« Je suis clair à 100 %. L’organisation d’un événement tel qu’une parade est illégale selon mon jugement et, par conséquent, ne doit pas se dérouler. » Lundi 14 août, la conversation entre Kasha Jacqueline Nabagesera, militante ougandaise des droits des LGBT (lesbiennes, gays, bisexuels et transsexuels), et le révérend Simon Lokodo, ministre de l’éthique et de l’intégrité, a duré plus de quinze minutes et le ton est monté à plusieurs reprises.

Connu pour la virulence de ses discours à l’encontre de la communauté LGBT, le révérend menaçait d’arrestation, depuis deux semaines déjà, les leaders du mouvement s’ils s’obstinaient à organiser une nouvelle parade des fiertés samedi 19 août. Il avait même averti qu’il s’en prendrait physiquement à l’une d’entre elles s’il la rencontrait, précisent les organisateurs de la Pride 2017.

La communauté LGBT ougandaise avait pourtant pris les devants, jouant la discrétion absolue. Du mercredi 16 au vendredi 18 août, elle avait programmé une série de festivités, avertissant les journalistes au dernier moment. Toute mention sur les réseaux sociaux était par ailleurs proscrite. Mais ces précautions n’ont pas suffi. Mercredi matin, affirment les organisateurs, la police – qui n’a pour le moment ni confirmé, ni infirmé cette opération – a investi le lieu où devait se dérouler le gala d’ouverture.

« Une décision dure à prendre »

« Ils ont interdit l’événement en prétextant que nous étions en train de “recruter” », déplore Kasha Jacqueline Nabagesera.
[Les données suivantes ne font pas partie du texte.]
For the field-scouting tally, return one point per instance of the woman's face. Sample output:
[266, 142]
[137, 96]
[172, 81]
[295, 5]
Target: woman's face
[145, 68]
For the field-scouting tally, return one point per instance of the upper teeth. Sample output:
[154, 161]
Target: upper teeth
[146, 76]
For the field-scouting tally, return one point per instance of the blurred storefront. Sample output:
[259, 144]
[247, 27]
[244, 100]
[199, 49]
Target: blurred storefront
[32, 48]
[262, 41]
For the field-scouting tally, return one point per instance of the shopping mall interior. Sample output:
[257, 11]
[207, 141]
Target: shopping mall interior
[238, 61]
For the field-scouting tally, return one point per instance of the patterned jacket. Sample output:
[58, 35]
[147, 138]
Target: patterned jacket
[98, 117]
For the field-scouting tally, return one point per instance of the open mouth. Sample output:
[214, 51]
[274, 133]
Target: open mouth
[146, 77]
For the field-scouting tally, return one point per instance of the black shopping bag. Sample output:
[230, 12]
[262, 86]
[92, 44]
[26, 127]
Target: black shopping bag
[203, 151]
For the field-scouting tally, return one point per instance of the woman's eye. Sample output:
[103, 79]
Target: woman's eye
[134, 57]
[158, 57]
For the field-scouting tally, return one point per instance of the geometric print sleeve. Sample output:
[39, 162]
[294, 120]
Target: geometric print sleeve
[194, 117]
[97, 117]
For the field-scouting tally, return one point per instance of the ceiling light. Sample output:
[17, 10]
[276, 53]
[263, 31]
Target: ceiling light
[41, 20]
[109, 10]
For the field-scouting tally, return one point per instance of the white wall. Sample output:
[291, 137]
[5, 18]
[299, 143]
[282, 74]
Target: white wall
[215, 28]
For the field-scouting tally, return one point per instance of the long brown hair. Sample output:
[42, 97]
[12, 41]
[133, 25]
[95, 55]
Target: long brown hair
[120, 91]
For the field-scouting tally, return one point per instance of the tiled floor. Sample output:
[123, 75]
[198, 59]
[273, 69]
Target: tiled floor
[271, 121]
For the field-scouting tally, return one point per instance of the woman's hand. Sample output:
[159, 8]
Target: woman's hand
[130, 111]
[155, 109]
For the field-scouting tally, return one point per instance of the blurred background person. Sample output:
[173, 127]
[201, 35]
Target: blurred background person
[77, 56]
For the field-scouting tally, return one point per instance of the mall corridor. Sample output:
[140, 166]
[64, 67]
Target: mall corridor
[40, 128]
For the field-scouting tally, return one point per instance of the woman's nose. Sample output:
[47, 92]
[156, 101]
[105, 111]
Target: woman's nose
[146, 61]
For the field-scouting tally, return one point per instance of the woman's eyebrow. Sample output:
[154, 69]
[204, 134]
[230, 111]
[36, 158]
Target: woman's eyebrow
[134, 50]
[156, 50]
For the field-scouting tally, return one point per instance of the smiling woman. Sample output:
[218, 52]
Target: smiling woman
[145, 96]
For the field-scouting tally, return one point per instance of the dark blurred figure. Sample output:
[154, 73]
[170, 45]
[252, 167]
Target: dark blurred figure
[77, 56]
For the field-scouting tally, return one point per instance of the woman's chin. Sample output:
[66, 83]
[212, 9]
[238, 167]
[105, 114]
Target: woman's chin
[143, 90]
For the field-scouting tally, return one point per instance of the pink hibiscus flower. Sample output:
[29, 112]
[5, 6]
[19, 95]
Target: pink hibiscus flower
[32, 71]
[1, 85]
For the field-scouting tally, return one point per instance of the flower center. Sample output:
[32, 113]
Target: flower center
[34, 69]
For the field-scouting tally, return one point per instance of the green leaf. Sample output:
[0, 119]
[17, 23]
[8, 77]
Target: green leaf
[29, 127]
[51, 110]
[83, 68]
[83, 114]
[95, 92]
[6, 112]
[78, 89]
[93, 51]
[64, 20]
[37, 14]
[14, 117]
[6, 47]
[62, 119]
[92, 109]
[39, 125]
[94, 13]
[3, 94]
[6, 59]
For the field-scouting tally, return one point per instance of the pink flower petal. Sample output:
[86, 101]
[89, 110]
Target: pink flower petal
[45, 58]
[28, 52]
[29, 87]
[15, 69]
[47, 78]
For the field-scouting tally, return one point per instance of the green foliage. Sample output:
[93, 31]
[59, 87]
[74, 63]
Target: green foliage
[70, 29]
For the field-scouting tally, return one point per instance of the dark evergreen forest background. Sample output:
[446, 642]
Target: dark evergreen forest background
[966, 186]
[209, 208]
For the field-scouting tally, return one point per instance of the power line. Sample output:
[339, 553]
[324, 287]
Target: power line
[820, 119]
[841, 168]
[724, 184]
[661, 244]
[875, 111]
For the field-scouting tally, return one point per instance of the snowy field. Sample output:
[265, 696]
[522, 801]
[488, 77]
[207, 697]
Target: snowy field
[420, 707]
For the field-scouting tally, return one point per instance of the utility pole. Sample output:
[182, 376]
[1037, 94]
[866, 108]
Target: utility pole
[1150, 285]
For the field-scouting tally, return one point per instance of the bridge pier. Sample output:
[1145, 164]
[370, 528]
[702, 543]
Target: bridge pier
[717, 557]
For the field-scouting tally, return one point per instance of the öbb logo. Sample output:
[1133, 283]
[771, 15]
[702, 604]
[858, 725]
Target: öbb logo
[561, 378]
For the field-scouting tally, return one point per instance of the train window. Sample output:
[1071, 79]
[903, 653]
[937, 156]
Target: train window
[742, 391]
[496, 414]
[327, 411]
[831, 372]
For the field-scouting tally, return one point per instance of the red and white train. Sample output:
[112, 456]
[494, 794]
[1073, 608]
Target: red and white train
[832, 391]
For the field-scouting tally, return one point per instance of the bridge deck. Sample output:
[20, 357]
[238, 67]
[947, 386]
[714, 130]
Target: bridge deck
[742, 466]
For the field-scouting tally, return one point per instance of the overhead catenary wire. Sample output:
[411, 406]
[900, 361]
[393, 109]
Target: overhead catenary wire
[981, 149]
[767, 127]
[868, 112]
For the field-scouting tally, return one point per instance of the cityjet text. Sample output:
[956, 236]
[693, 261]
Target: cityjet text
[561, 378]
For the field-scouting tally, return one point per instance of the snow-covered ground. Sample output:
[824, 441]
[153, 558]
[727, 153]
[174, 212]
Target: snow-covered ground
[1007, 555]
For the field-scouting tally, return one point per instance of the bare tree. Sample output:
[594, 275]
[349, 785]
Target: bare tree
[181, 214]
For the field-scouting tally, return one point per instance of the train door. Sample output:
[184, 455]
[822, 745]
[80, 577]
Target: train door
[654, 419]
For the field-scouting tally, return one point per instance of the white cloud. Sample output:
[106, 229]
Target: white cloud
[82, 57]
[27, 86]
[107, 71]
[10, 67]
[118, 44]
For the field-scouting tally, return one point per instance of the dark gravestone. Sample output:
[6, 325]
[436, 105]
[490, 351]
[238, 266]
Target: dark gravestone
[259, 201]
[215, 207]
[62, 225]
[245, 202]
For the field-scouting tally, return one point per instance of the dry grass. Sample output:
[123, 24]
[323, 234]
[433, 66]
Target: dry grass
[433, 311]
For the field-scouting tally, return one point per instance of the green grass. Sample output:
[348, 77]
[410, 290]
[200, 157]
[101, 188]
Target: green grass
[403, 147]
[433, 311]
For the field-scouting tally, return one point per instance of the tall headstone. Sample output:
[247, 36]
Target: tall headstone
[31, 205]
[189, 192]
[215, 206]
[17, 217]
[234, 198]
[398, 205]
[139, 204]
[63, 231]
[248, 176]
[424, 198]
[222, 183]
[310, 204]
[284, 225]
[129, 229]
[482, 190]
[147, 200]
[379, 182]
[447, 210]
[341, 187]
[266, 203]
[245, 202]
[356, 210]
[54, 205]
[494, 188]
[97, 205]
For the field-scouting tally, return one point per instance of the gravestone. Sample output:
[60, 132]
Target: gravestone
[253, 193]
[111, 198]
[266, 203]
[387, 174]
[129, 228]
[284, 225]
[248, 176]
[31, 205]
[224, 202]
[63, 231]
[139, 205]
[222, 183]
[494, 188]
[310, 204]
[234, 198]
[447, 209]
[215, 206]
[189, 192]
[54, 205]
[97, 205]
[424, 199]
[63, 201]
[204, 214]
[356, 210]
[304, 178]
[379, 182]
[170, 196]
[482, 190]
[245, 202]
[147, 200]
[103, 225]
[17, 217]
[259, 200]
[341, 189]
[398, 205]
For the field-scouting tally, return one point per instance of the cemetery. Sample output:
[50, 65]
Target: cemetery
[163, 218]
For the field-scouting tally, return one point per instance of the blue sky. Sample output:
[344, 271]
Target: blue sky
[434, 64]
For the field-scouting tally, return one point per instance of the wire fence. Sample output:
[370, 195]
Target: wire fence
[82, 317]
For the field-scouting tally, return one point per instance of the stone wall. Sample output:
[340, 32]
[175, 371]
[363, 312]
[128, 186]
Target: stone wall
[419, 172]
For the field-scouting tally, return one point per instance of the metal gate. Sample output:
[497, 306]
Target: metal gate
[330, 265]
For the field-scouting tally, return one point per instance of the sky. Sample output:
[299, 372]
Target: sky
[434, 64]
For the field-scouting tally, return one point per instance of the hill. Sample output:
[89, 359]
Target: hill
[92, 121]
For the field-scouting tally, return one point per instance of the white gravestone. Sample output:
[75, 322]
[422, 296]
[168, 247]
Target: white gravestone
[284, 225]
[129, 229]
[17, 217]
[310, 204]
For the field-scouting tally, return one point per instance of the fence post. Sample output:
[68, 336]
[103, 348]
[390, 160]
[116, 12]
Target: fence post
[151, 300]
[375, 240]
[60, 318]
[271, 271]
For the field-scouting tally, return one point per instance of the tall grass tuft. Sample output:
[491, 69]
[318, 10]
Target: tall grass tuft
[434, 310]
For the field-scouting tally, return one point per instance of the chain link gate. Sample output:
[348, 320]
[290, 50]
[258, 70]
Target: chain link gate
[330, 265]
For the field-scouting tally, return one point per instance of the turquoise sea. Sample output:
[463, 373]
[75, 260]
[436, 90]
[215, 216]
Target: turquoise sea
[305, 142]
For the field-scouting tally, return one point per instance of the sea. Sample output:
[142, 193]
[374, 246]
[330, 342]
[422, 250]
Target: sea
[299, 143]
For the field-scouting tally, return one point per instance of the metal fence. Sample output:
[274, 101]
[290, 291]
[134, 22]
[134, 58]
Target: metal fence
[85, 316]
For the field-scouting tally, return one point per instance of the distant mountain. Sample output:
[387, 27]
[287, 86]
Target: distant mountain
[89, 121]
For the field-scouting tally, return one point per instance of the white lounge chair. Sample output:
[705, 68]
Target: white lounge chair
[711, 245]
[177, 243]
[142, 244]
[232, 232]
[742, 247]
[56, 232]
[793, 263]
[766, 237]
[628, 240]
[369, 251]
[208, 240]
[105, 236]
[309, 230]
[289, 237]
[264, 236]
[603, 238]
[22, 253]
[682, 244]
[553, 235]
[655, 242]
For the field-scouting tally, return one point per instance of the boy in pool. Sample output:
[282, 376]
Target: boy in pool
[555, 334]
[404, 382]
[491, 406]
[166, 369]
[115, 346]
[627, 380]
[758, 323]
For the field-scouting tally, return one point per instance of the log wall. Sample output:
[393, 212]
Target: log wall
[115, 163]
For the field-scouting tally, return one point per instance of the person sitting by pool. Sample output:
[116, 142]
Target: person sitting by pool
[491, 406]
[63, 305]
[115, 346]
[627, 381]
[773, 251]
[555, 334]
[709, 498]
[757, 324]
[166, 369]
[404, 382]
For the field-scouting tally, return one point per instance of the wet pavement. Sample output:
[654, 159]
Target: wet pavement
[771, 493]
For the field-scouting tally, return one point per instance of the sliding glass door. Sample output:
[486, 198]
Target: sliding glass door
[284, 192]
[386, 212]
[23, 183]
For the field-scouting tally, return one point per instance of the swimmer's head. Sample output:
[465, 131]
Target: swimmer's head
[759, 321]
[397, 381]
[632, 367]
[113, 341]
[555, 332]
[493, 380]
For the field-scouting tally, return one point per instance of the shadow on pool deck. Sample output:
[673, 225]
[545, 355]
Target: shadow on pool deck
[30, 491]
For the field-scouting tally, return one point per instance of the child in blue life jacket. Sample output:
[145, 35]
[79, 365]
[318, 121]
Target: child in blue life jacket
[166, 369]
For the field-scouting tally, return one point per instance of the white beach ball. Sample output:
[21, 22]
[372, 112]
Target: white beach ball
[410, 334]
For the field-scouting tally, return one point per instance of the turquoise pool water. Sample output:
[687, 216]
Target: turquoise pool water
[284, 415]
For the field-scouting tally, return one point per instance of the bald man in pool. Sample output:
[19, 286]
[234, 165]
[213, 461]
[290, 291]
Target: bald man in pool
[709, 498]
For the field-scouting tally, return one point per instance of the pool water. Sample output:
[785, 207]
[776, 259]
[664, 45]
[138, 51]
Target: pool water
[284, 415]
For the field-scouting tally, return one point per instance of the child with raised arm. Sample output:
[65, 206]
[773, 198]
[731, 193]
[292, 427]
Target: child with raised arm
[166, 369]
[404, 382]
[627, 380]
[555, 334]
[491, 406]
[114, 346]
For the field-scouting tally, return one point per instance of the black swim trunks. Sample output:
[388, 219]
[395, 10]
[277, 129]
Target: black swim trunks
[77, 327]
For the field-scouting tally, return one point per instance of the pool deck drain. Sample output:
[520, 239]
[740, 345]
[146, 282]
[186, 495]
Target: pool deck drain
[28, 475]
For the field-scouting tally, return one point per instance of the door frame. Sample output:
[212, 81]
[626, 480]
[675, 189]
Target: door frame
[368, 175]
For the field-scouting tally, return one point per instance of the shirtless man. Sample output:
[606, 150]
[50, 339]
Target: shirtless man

Plus tard dans la journée, alors que des discussions étaient en cours avec les forces de l’ordre, celles-ci auraient investi tous les autres lieux où devaient se dérouler les événements, selon les organisateurs, ce qui les a incités à tout annuler, en particulier la parade de samedi. « C’était une décision très dure à prendre, mais à la fin, nous devons penser à la sécurité de la communauté », poursuit Kasha Nabagesera.

L’année dernière, déjà, une descente de police musclée lors d’un événement organisé par la communauté LGBT avait poussé les leaders du mouvement à repousser la date de la Gay Pride. Elle avait finalement partiellement eu lieu au bord du lac Victoria, même si elle avait été une fois encore interrompue par la police. Pour le moment, l’organisation d’une nouvelle parade n’est pas d’actualité, selon Kasha Jacqueline Nabagesera : « Organiser tous ces événements nous a pris beaucoup d’énergie, explique-t-elle. Mais nous allons revenir. »

En dépit de l’abandon en 2013 d’une loi particulièrement homophobe (peine de prison à vie et obligation à la délation), l’homosexualité est toujours passible de prison en Ouganda. Plusieurs personnalités politiques, dont la présidente du Parlement, se sont récemment prononcées pour l’adoption d’une nouvelle loi plus répressive.